The VP of Product gives you a loosely defined mandate: "Make the home page better." Walk through five framing decisions in sequence. Do not jump ahead — the answer to each decision should constrain the next.
- What business objective should this system serve?
- Is ML the right tool? Name a non-ML baseline you would still compare against.

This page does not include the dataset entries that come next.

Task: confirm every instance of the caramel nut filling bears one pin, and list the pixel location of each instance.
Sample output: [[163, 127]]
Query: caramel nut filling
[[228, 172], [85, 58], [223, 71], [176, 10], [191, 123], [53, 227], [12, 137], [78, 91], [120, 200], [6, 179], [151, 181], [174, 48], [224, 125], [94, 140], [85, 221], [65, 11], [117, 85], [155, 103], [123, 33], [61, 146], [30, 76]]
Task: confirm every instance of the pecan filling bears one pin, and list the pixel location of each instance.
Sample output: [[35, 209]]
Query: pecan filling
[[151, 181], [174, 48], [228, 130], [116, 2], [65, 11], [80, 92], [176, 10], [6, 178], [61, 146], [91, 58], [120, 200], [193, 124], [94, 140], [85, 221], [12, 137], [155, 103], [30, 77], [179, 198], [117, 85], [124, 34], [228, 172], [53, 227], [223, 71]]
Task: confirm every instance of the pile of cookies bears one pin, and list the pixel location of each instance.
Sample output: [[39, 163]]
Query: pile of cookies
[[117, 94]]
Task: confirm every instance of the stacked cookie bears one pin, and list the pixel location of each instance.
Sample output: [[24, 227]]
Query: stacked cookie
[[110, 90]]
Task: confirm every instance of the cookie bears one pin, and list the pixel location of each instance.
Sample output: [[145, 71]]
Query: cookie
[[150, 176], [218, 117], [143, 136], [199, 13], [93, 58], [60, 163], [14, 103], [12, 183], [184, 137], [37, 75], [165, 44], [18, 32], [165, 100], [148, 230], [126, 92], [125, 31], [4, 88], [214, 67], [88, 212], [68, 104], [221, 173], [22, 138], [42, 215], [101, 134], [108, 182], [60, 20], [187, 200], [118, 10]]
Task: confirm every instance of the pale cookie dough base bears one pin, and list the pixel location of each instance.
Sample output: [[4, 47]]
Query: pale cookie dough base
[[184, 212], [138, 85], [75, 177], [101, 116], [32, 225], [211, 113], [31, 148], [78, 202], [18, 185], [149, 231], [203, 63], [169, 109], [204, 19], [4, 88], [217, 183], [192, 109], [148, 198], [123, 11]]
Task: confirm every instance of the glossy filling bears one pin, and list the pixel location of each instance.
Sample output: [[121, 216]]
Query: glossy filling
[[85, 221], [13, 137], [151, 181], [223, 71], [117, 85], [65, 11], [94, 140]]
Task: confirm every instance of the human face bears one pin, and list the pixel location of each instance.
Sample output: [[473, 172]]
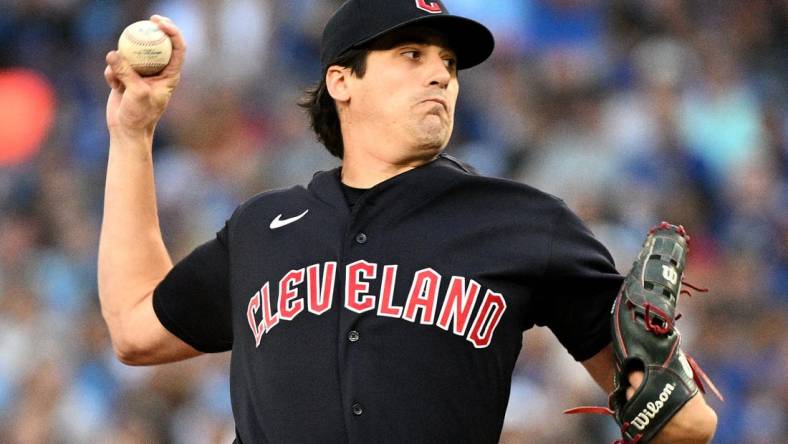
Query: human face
[[404, 104]]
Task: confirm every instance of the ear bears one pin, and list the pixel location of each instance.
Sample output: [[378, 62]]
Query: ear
[[337, 78]]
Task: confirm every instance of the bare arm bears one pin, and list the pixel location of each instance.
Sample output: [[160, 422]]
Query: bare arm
[[132, 257], [695, 423]]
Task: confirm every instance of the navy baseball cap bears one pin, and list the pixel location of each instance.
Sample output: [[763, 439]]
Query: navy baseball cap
[[358, 22]]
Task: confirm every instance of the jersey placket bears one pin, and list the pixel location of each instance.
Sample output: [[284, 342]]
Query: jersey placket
[[359, 246]]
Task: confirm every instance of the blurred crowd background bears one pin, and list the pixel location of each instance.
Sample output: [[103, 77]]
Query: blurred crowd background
[[633, 111]]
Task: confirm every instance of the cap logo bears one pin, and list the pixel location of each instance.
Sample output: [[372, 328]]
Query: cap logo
[[431, 7]]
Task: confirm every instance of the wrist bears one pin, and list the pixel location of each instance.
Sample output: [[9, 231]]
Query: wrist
[[120, 132]]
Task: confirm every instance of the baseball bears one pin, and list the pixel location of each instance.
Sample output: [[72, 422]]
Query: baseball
[[145, 47]]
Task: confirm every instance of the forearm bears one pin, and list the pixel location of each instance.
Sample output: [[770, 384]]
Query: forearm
[[132, 256], [695, 423]]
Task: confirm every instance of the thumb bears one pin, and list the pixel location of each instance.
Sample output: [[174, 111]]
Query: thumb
[[635, 379], [122, 70]]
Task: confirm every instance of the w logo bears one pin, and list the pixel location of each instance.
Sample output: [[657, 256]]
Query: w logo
[[428, 6], [670, 274]]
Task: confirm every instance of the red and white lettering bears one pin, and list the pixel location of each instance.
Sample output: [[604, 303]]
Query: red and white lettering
[[319, 301], [270, 320], [429, 6], [288, 307], [355, 287], [458, 305], [423, 295], [492, 307], [387, 293], [257, 329]]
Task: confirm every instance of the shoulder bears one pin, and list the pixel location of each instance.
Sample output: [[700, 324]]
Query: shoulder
[[506, 192], [270, 200]]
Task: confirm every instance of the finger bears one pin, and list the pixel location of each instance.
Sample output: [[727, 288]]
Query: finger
[[122, 71], [111, 79], [178, 43], [635, 379]]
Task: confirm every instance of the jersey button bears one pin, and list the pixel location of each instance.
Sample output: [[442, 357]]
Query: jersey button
[[358, 409]]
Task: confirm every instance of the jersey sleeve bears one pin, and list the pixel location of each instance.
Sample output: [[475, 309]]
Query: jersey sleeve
[[579, 285], [193, 300]]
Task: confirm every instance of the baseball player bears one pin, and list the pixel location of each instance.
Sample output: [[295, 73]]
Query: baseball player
[[385, 301]]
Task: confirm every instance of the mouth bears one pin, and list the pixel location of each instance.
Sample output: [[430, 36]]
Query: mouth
[[440, 101]]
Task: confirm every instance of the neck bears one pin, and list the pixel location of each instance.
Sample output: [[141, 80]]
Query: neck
[[364, 170]]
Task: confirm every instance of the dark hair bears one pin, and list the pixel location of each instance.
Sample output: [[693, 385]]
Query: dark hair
[[321, 107]]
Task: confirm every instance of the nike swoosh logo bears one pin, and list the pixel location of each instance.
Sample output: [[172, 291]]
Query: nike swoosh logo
[[278, 222]]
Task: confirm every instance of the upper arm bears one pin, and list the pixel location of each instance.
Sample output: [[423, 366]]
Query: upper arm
[[147, 341], [187, 313]]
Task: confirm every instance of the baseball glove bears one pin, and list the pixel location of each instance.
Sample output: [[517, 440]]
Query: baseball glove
[[645, 338]]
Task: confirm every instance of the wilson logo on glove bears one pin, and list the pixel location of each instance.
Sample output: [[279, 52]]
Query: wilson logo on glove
[[652, 408]]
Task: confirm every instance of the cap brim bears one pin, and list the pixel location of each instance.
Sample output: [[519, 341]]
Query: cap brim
[[471, 41]]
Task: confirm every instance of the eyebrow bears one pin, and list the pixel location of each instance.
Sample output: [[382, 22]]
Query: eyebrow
[[416, 38]]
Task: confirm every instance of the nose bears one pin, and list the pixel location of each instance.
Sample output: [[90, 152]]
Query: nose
[[439, 73]]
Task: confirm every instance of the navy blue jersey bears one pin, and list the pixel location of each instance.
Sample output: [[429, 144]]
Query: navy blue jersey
[[399, 320]]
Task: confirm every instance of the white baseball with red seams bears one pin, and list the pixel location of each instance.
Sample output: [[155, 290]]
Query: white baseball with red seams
[[146, 47]]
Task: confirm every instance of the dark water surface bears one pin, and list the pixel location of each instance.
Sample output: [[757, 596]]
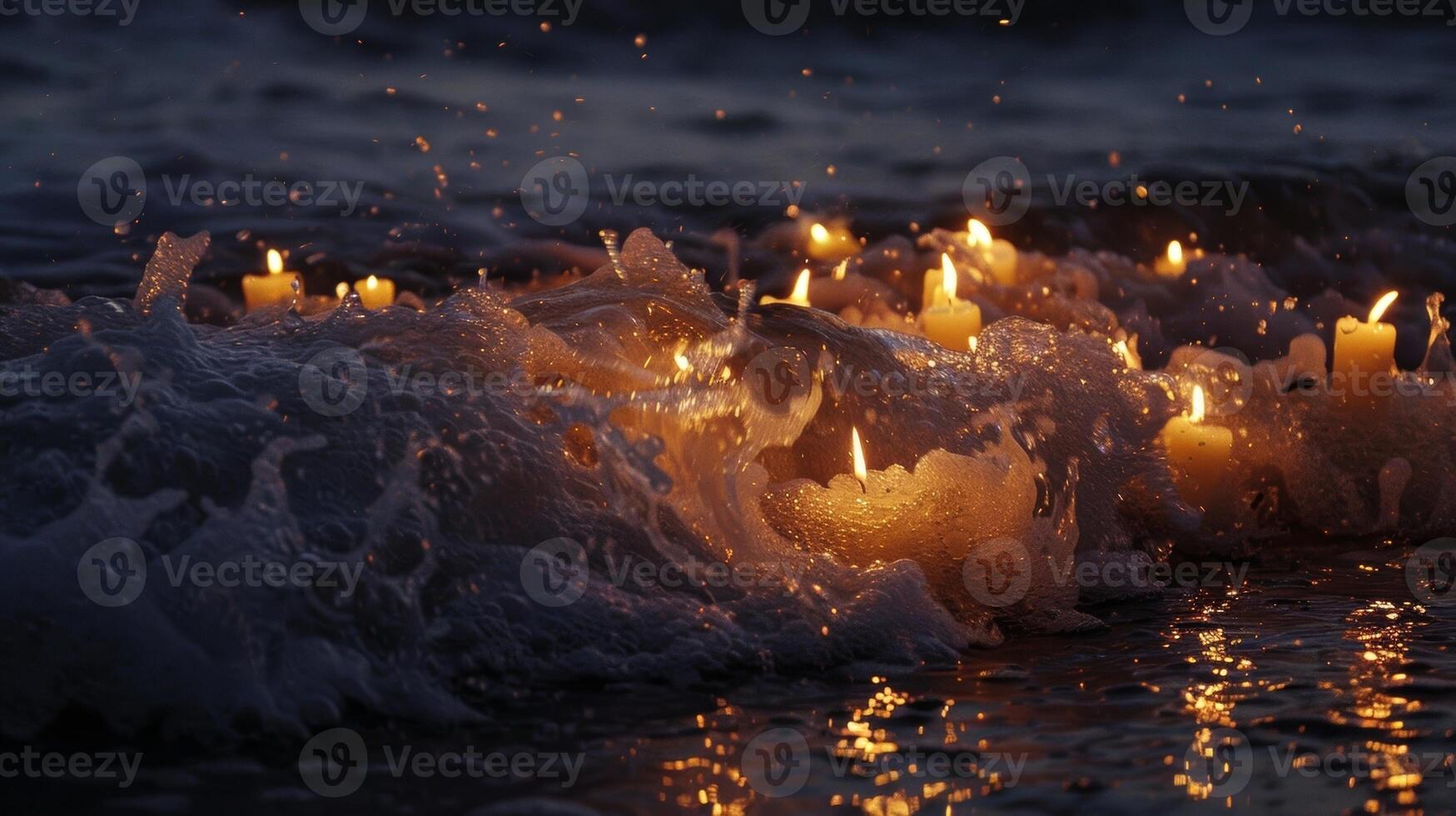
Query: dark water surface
[[1322, 653]]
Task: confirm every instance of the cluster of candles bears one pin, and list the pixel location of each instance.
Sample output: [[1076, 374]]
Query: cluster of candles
[[1197, 450], [283, 287]]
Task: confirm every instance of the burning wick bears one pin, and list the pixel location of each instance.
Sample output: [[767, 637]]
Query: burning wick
[[1172, 264], [798, 297], [997, 256], [375, 291], [951, 321], [1364, 350], [1197, 454], [861, 472], [277, 286]]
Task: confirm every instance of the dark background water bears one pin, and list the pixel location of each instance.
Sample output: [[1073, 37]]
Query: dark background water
[[1327, 117], [1324, 117]]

- Complete the framing stack: product outcome, model goal, decision policy.
- What proxy label would you choose, and what is its biggest downside?
- What would you monitor in production — one business KPI, one model metric, one guardrail?
Follow-up ladder
- Rung 1: You discover the editorial rows outperform the personalized row on the primary KPI. What does this tell you about the current ML model, and how does it change your plan?
- Rung 2: Your model goes live. After 4 weeks, watch hours per subscriber increase 6%, but 30-day churn also increases 2%. How do you interpret this, and what do you do?
- Rung 3: The recommendation system starts serving a small but growing share of traffic on a new mobile app that has no historical viewing data for its users. How does this change the model goal and the decision policy?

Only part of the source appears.